US. Multiple Employer Pension Plans May Need to Brace Themselves for Lawsuits

Multiple employer pension (MEP) plan sponsors should brace themselves as a potential target for litigation as the plans continue to emerge as a provider-based alternative to single-employer 401(k) plans, according to consulting firm October Three.

In a recent article, the firm said that as MEPs begin to accumulate participants and assets, it is “inevitable that plaintiffs’ lawyers will train their sights on MEPs as a fiduciary litigation target” with the “the same sort of fiduciary litigation that has afflicted the single-employer 401(k) plan community.”

The firm said the flood of defined contribution (DC) litigation over the past 15 years has focused on a relatively narrow set of issues: 401(k) plan fees, including investment management fees, recordkeeping fees, and revenue sharing, as well as fund performance, particularly related to actively managed funds and target-date funds (TDFs).

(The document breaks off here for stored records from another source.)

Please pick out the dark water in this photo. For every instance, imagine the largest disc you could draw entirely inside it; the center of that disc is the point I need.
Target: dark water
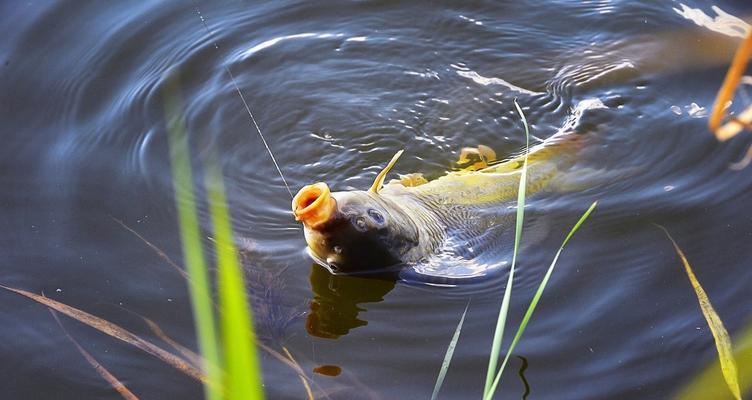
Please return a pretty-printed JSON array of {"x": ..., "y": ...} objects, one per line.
[{"x": 338, "y": 87}]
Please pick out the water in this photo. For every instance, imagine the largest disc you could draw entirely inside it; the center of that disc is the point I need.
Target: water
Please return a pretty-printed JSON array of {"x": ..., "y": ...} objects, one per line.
[{"x": 337, "y": 88}]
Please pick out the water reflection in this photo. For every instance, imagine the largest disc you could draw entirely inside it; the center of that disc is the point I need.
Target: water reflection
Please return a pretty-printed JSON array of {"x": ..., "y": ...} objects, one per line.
[{"x": 336, "y": 299}]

October Three said there have been more participant lawsuits against DC/401(k) plan fiduciaries than against defined benefit (DB) plan fiduciaries because in DB plans, “imprudent fiduciary judgments—that may result in, e.g., excessive costs or fund underperformance—generally must be made up by the employer/sponsor, who is the ‘ultimate’ plan fiduciary,” adding that “obviously, there’s no point in the sponsor suing itself.”

The firm said that in a DC plan, those type of losses directly affect participant benefits even though plan fiduciaries are the employer/plan sponsor.